Our global education programs are different; we place the emphasis on learning through observation, through inquiry, through engagement with local change makers, and through experiential learning…
It’s this idea that we should learn about the world before we set out to change it that resonated most with me. For many years, I’ve been teaching my students the idea that we seem to keep getting ourselves into messes – with our families, with our neighbours, with our friends and enemies – because we rarely take the time to learn about the context of other places before we wade in trying to fix things. In teaching, it’s pretty well understood that if you want to move the kid in front of you from where they are now, you have to have at least a rudimentary understanding – and respect for – the person they are and how they got to be where they are. The same seems to be true of countries and cultures. They’re sort of like ecosystems where all the pieces fit together and everything performs a particular function. We might not agree with a particular culture’s treatment of women or their environmental practices, etc. but those practices are embedded in a cultural ecosystem and if we’ve learned anything about ecosystems in the natural world it’s that you can rarely wade in and start messing about with things and not end up messing a whole lot of other stuff up in the process.

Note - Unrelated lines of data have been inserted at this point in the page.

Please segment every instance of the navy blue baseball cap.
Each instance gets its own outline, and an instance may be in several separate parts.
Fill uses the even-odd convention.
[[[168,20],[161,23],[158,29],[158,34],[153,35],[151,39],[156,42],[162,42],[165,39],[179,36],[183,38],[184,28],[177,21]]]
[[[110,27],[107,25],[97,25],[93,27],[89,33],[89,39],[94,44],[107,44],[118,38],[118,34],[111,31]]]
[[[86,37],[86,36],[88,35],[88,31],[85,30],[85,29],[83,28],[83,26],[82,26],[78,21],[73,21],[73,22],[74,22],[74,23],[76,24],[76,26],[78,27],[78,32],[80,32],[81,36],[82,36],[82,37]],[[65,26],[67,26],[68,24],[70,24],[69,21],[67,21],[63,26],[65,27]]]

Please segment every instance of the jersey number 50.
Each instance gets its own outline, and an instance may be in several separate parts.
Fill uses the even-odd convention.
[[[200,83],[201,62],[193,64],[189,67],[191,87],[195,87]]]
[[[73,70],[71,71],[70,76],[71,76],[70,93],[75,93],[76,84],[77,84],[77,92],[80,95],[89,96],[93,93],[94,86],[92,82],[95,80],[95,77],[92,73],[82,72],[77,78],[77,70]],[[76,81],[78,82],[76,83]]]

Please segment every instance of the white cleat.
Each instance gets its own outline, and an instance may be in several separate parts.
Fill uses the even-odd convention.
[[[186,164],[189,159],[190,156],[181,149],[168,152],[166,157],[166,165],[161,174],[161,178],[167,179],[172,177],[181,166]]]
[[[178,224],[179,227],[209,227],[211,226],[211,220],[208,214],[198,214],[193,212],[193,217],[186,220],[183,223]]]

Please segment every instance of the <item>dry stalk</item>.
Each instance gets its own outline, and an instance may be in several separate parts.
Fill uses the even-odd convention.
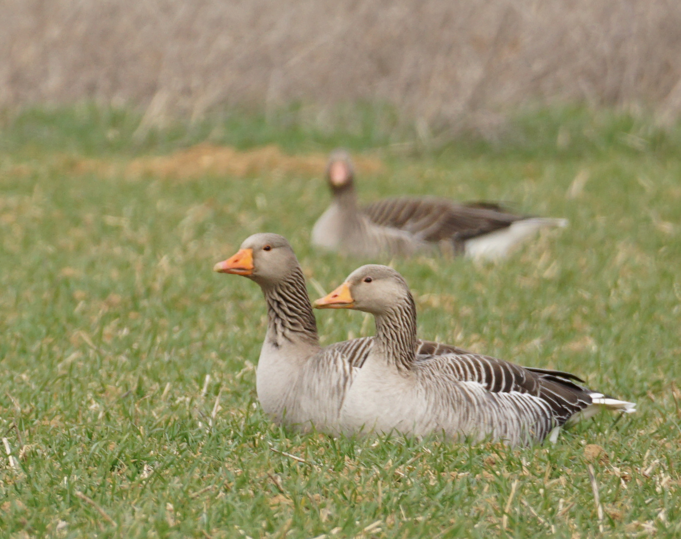
[[[587,465],[589,472],[589,480],[591,482],[591,490],[594,493],[594,503],[596,504],[596,514],[598,516],[598,531],[603,533],[603,506],[601,505],[601,497],[598,493],[598,483],[596,482],[596,476],[594,475],[594,467]]]
[[[509,511],[511,510],[511,504],[513,503],[513,497],[516,495],[516,489],[518,488],[518,480],[513,482],[511,485],[511,493],[509,499],[506,501],[506,506],[504,508],[504,516],[501,519],[501,529],[506,529],[509,524]]]

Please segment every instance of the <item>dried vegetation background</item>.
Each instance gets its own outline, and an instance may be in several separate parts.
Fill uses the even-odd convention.
[[[422,134],[527,103],[681,112],[676,0],[5,0],[0,106],[385,102]]]

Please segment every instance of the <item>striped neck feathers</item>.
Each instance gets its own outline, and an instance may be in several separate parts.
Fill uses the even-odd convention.
[[[411,292],[407,298],[377,314],[375,345],[379,352],[398,370],[409,370],[416,357],[416,305]]]
[[[268,334],[279,348],[285,341],[319,346],[317,321],[300,267],[272,286],[263,287],[267,301]]]

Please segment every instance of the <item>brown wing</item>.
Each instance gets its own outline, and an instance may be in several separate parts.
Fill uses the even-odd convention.
[[[471,352],[419,356],[419,368],[445,373],[461,382],[477,382],[493,393],[527,393],[551,407],[563,425],[573,414],[591,404],[592,391],[577,385],[569,373],[520,367],[501,359]]]
[[[373,222],[424,241],[463,241],[505,228],[524,217],[492,202],[455,204],[438,198],[385,198],[362,209]]]

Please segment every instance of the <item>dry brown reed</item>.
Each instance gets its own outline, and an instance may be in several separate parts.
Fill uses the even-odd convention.
[[[422,135],[527,103],[681,112],[676,0],[5,0],[0,106],[94,99],[144,125],[387,102]]]

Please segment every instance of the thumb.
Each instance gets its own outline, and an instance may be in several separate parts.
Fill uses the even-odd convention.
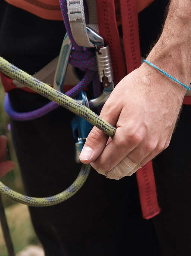
[[[80,155],[80,161],[84,164],[93,162],[101,154],[108,139],[108,136],[94,126],[87,138]]]

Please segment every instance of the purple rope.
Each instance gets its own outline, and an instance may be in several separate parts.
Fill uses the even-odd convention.
[[[81,70],[86,71],[82,80],[72,89],[67,92],[66,94],[72,98],[76,97],[81,90],[84,90],[87,87],[93,79],[93,95],[95,98],[98,97],[101,93],[101,88],[97,72],[95,49],[80,46],[76,44],[70,26],[66,0],[60,0],[60,3],[64,25],[73,45],[69,63]],[[35,110],[19,113],[12,108],[8,93],[6,94],[4,101],[4,108],[7,114],[11,118],[17,121],[32,120],[40,117],[58,107],[57,103],[51,101]]]

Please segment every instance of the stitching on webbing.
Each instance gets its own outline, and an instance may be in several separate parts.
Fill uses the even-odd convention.
[[[72,5],[72,4],[79,4],[80,2],[79,1],[77,2],[74,2],[73,3],[69,2],[69,5]]]
[[[70,14],[81,14],[81,12],[70,12]]]

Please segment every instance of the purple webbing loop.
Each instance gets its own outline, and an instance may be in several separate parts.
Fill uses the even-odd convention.
[[[81,70],[86,71],[82,80],[65,94],[72,98],[76,97],[81,90],[85,89],[93,80],[93,96],[97,97],[101,93],[101,88],[97,71],[95,49],[80,46],[76,44],[70,29],[66,0],[60,0],[60,3],[66,31],[73,45],[69,63]],[[27,121],[40,117],[58,107],[57,103],[51,101],[37,110],[19,113],[12,108],[8,93],[6,94],[4,101],[6,112],[11,118],[17,121]]]

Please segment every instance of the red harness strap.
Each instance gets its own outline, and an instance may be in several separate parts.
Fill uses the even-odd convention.
[[[116,85],[126,74],[116,21],[114,0],[96,0],[99,32],[109,46]],[[123,41],[129,73],[141,64],[137,2],[120,0]],[[136,173],[143,216],[147,219],[160,212],[151,162]]]
[[[96,0],[99,33],[109,46],[114,84],[126,74],[124,54],[118,31],[114,0]]]

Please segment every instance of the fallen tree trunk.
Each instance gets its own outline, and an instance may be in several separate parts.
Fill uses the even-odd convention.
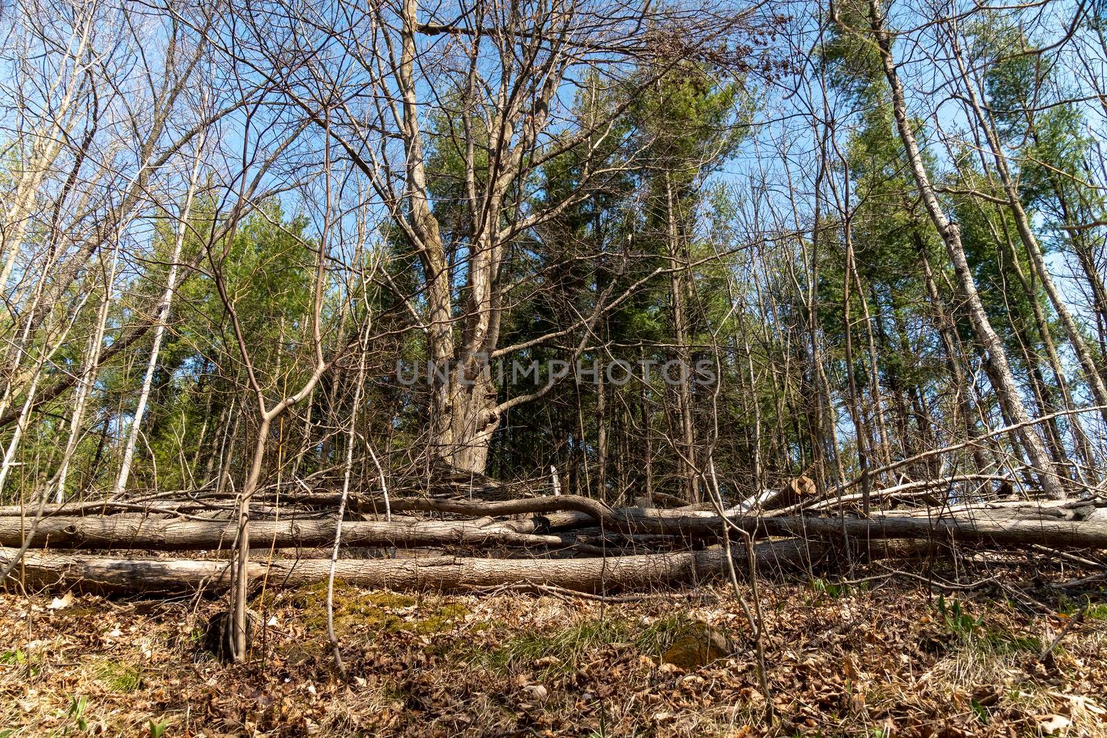
[[[263,548],[298,548],[334,541],[333,519],[255,520],[250,537]],[[32,548],[143,549],[159,551],[229,550],[236,523],[226,520],[182,520],[158,517],[44,518],[31,538]],[[22,545],[29,522],[0,518],[0,545]],[[490,518],[480,520],[345,521],[348,545],[412,548],[425,545],[565,547],[565,536],[519,532]]]
[[[572,498],[565,495],[561,498]],[[519,510],[530,507],[554,509],[560,498],[532,498],[508,502],[452,502],[455,510]],[[577,507],[570,499],[569,507]],[[566,547],[575,543],[571,530],[582,524],[600,523],[601,529],[629,534],[653,533],[687,539],[715,539],[723,520],[718,516],[692,510],[611,509],[593,500],[590,512],[570,510],[524,521],[479,520],[393,520],[348,521],[342,540],[349,545],[425,547],[425,545],[509,545],[517,548]],[[584,507],[584,506],[580,506]],[[452,510],[453,511],[453,510]],[[1027,511],[1031,514],[1033,511]],[[870,518],[821,518],[778,516],[754,518],[732,516],[728,520],[759,536],[849,538],[850,540],[915,539],[973,543],[1021,543],[1049,547],[1107,548],[1107,521],[1100,518],[1066,520],[1042,511],[1034,518],[1013,518],[1010,510],[979,509],[962,514],[924,518],[914,513],[879,513]],[[556,523],[556,524],[555,524]],[[560,527],[561,534],[531,532]],[[315,547],[334,540],[333,519],[288,519],[254,521],[251,536],[271,548]],[[236,527],[223,520],[182,520],[158,517],[45,518],[39,521],[31,545],[34,548],[86,549],[229,549]],[[0,545],[21,545],[28,533],[27,522],[0,518]]]
[[[754,545],[764,573],[806,568],[825,547],[799,540]],[[15,555],[0,549],[0,563]],[[735,544],[735,570],[746,572],[745,551]],[[268,588],[299,586],[327,579],[325,559],[277,559],[250,563],[250,580]],[[466,591],[506,584],[545,584],[581,592],[644,590],[710,582],[726,575],[721,549],[590,559],[364,559],[339,561],[335,576],[366,588]],[[28,552],[10,579],[24,589],[64,586],[90,592],[182,592],[229,585],[227,561],[106,559],[94,555]]]

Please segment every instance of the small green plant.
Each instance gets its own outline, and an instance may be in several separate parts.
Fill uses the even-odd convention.
[[[142,686],[142,674],[134,666],[114,659],[95,666],[96,678],[112,692],[128,693]]]
[[[972,711],[976,714],[976,719],[980,720],[982,725],[987,725],[987,721],[991,719],[987,708],[981,705],[975,697],[970,703],[970,706],[972,707]]]
[[[70,703],[68,715],[70,719],[73,720],[73,724],[76,725],[76,729],[80,730],[81,732],[84,732],[85,730],[89,729],[89,720],[86,720],[84,717],[84,711],[85,709],[87,709],[87,707],[89,707],[87,697],[74,696],[72,698],[72,701]]]
[[[945,627],[950,633],[961,636],[972,636],[983,627],[984,616],[973,617],[962,606],[960,602],[945,604],[945,595],[938,595],[938,613],[944,619]]]
[[[839,600],[841,597],[848,597],[853,593],[853,588],[849,584],[835,583],[829,580],[823,579],[821,576],[811,578],[807,583],[813,592],[817,594],[825,594],[831,600]]]

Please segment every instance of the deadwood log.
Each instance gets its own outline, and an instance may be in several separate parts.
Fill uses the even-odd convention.
[[[825,547],[799,540],[762,541],[754,547],[765,573],[807,567]],[[15,554],[0,549],[0,564]],[[736,547],[735,570],[745,571]],[[267,586],[299,586],[327,579],[325,559],[277,559],[250,564],[250,579]],[[339,561],[335,576],[349,584],[446,592],[506,584],[545,584],[581,592],[614,592],[710,582],[726,572],[721,549],[606,559],[364,559]],[[741,575],[741,574],[739,574]],[[10,579],[24,589],[71,588],[90,592],[180,592],[226,589],[228,562],[172,559],[107,559],[83,554],[28,552]]]
[[[687,539],[715,539],[722,519],[694,510],[612,509],[594,500],[578,505],[571,495],[558,498],[531,498],[505,502],[455,502],[451,512],[547,511],[557,500],[569,499],[569,507],[588,507],[584,512],[571,509],[524,521],[479,520],[393,520],[350,521],[342,527],[342,540],[349,545],[397,548],[424,545],[494,545],[517,548],[563,547],[571,544],[572,529],[599,523],[602,529],[623,533],[666,534]],[[1033,511],[1027,511],[1033,514]],[[1107,521],[1101,518],[1066,520],[1044,510],[1036,517],[1012,518],[1010,511],[979,509],[934,518],[910,513],[878,513],[871,518],[779,516],[755,518],[733,516],[730,520],[759,536],[786,536],[852,540],[918,539],[962,541],[983,544],[1038,544],[1048,547],[1107,548]],[[546,530],[542,530],[544,527]],[[0,518],[0,545],[21,545],[27,522]],[[536,533],[535,530],[542,532]],[[547,532],[562,530],[562,534]],[[251,523],[254,540],[266,547],[314,547],[334,540],[331,519],[258,520]],[[32,545],[35,548],[94,549],[227,549],[235,540],[235,526],[221,520],[182,520],[159,517],[46,518],[39,521]]]
[[[182,520],[161,517],[44,518],[31,538],[32,548],[139,549],[158,551],[229,550],[236,524],[226,520]],[[29,522],[0,518],[0,545],[22,545]],[[255,520],[250,538],[265,548],[298,548],[334,541],[333,519]],[[480,520],[345,521],[342,541],[348,545],[412,548],[426,545],[565,547],[565,536],[519,532],[513,527]]]

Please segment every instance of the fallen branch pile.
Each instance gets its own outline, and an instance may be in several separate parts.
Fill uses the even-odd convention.
[[[338,496],[259,493],[255,502],[250,581],[280,586],[325,579],[330,561],[321,554],[338,532]],[[763,493],[720,514],[706,506],[613,508],[575,495],[408,495],[387,501],[359,495],[345,506],[341,540],[376,551],[348,554],[335,574],[394,589],[532,584],[596,592],[693,584],[728,574],[731,562],[720,545],[724,530],[735,541],[735,562],[746,560],[746,536],[756,540],[755,559],[765,572],[810,569],[846,551],[933,553],[935,544],[1079,549],[1083,555],[1068,559],[1095,567],[1103,560],[1099,550],[1107,549],[1107,502],[1097,499],[980,499],[869,518],[849,503],[846,497],[838,505],[797,503],[795,496]],[[229,584],[228,554],[238,529],[228,499],[162,496],[48,505],[37,513],[0,507],[0,567],[18,559],[10,576],[23,586],[169,592]],[[161,555],[174,551],[203,553]],[[746,571],[744,563],[734,569]]]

Insight’s philosophy of providing students with opportunities to meet, engage with and learn from local change makers makes eminent sense so we thought we’d give it a go and see if we could pull together a group of kids to travel to Uganda and Rwanda. In the end, it turned out to be a bit more trouble pulling people together than we anticipated (mainly because of prior summer commitments) but with some flexibility from Insight (thanks Craig!) we’ve managed to put together a trip that works for all of us (if you haven’t seen our full itinerary yet, there’s a link to it at the top of the page).